More important, Busta exploits and explodes stereotypes fearlessly, remixing
racist notions of black physicality as slippery, self-aware, live-and-direct
caricature. Every time he shoves his face all up in a fisheye lens, he becomes
the archetypal Scary Black Dude in the Apartment-Door Peephole, a sardonic
cartoon smacking the audience silly with its own paranoia. When Busta's onstage
-- and he almost always is -- he rolls prejudice, charisma, psycho showmanship,
and the sentimentality of a young father who's still somebody's awkward son
into one big-ass pop-cultural blunt. Then he lights the fuse.
Extinction's the first Busta disc as big and bold and weird as the man
himself, full of bumper-car sound effects and crackling with the best
party-chant arcana this side of Outkast's "Rosa Parks." The production -- by
Busta's own DJ Scratch and a host of NYC board jockeys -- goes b(l)ack to the
future like most drum 'n' bass wishes it could, in quick salvos of
Ritalin-candidate beats. "Everybody Rise" lays Busta's dungeon-dragon growl
over a hissing backdrop that sounds like DJ Premier transmitting live from
Mars, while "Tear Da Roof Off" echoes turntablist Rob Swift's beat-juggling and
"Just Give It To Me Raw" compresses Eric B and Rakim's "Chinese
Arithmetic" into spring-loaded, tilt-a-whirl dancehall. On "Gimme Some More,"
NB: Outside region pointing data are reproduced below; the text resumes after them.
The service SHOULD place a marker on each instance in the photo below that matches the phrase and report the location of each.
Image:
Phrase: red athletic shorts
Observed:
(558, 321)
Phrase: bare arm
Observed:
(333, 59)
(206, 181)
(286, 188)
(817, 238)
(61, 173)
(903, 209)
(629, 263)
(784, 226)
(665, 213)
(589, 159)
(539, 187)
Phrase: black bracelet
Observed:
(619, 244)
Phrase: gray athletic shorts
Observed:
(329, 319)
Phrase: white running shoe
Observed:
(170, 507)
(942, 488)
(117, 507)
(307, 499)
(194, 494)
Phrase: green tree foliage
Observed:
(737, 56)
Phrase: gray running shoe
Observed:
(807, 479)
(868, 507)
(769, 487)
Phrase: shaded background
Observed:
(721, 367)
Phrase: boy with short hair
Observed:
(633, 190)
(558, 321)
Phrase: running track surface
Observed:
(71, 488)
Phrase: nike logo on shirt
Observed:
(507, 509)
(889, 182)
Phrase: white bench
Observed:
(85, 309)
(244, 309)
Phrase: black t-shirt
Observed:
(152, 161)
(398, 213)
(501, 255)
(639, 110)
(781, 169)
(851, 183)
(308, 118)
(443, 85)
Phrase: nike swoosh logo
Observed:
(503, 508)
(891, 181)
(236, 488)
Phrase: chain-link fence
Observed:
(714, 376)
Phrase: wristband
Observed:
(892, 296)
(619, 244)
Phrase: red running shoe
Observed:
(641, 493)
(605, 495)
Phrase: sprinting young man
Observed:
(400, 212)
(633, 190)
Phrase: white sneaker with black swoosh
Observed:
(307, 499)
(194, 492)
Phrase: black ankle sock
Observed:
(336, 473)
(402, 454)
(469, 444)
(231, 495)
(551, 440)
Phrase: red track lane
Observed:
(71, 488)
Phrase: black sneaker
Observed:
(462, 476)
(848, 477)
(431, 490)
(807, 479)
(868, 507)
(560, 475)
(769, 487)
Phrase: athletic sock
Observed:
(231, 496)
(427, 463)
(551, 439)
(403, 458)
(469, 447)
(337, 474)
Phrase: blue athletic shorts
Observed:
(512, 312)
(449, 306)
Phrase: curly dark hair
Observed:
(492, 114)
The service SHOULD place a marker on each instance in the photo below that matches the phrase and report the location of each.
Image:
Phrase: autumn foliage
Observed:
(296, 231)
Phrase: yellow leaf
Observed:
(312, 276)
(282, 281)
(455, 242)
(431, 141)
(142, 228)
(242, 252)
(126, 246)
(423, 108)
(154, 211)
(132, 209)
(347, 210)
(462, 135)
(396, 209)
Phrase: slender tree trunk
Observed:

Busta murmurs a JBs-derived hook, as a Psycho-esque string sample
wanders in and out like the headlights in Anne Heche's rear-view mirror. Cameos
are kept to a sensible minimum -- Busta's Flipmode posse, plugging recent and
upcoming projects, sounds better than usual, as does No Limit speed-snarler
Mystikal.
Nearly every track features some mutation of Missy and Timbaland's signature
Virginia bounce, that I-can't-believe-it's-not-jungle booty shake that became
the official beat of summer thanks to Aaliyah's "Am I That Somebody." In
Busta's world, that rhythm becomes an anti-flow flow, like the drums are pacing
a too-small waiting room, and when he throws down his sinew-and-sandpaper
patois, it sounds like the future.
That may be the point -- Extinction fast-forwards past Armageddon to
get with tomorrow's funk today. As astral-jazz huckster Sun Ra's acolytes put
it years ago on Ra's Space Is the Place, "It's after the end of the
world! Don't you know that yet?" Busta poses in some distinctly Ra-like
vestments in the liner-note photos, and maybe that's where his future lies --
having already made the pop charts his playground, he'll be an intergalactic
toastmaster, leading hip-hop on a loopy path to the stars.